SOCIETY GUIDELINE LINKS — Links to society and government-sponsored guidelines from selected countries and regions around the world are provided separately. (See "Society guideline links: Abdominal compartment syndrome" and "Society guideline links: General issues of trauma management in adults".)
SUMMARY AND RECOMMENDATIONS
●Damage control refers to an operative strategy predicated on immediately treating only life-threatening injuries and purposefully delaying definitive operative repair of injuries until the patient's physiology has returned to normal. The term "damage control resuscitation" refers to the balanced resuscitation used during this period. Although the damage control approach began with the management of abdominal injuries, these principles are standard of care for severe intrathoracic, vascular, orthopedic, and intracranial injuries as well. Morbidity and mortality rates using a damage control approach have been reduced significantly compared with historical controls. (See 'Principles of damage control' above.)
●The damage control approach can be broken down into distinct phases of care (figure 1). These include presurgery rapid transport and triage, damage control surgery, perioperative resuscitation, definitive repair of injuries temporized during damage control surgery, and delayed abdominal/chest closure and/or coverage of soft tissue wounds. (See 'Phases of care' above.)
●Initiating a damage control approach is based not only upon the type of traumatic injury but also includes the physiologic response to the injury. Although there are no absolute, evidence-based models that predict who would benefit most from damage control, in general damage control should be initiated in patients with multisystem trauma, or any injured patient at risk for or who manifests hypothermia, coagulopathy, and/or metabolic acidosis. (See 'Indications' above.)
●The goals of damage control surgery are to first arrest hemorrhage and then to limit contamination. This holds true regardless of the site of injury (ie, intra-abdominal, intrathoracic, intracranial, extremity). To control hemorrhage, nonessential bleeding vessels should be ligated, while essential bleeding vessels should be shunted or rapidly repaired. Leakage from injuries to the gastrointestinal tract, tracheobronchial tree, or urogenital tract are controlled (eg, closure, exteriorization), and the surrounding region should be irrigated. Temporary closure of the abdomen or chest promotes drainage of fluid and allows rapid return to access if needed. Preemptive extremity fasciotomy prevents the negative sequelae of extremity compartment syndrome. (See 'Damage control surgery' above.)
●Perioperative resuscitation aims to achieve euvolemia, normalize tissue oxygen delivery, and resolve acidosis and coagulopathy by appropriate fluid therapy and transfusion (using near-equal amounts of packed red blood cells, plasma, and platelets), warming the patient, and providing appropriate airway and ventilatory management. An evolving body of literature suggests that the addition of whole blood and four-factor (II, VII, IX, X) prothrombin complex concentrate may further benefit and improve hemostasis and possibly mortality in trauma patients who are massively bleeding.
●Damage control resuscitation principles should be applied throughout all phases of damage control.

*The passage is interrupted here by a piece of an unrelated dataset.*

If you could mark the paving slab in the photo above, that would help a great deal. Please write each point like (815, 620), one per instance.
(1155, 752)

Any further testing or imaging that is needed to better define the full extent of injuries is also obtained. (See 'Resuscitation' above and "Coagulopathy in trauma patients" and "Initial management of trauma in adults".)

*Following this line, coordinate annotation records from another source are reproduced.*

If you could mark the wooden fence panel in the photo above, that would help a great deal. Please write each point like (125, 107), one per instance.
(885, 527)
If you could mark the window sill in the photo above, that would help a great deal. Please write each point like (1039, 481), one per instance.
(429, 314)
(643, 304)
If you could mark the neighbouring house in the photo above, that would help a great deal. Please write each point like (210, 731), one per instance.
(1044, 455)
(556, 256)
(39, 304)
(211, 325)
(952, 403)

●The timing of definitive repair of injuries temporized during damage control surgery is determined by the patient's physiologic status but typically starts 24 to 48 hours after the initial injury. Definitive repair often requires the coordinated care of multiple other surgical services. (See 'Definitive repair' above and "Management of the open abdomen in adults".)
●The final phase of damage control involves closure of the abdominal/chest cavities and/or definitive soft tissue coverage of bone or neurovascular structures that cannot be obtained during the definitive repair phase. (See 'Delayed abdominal/soft tissue closure' above.)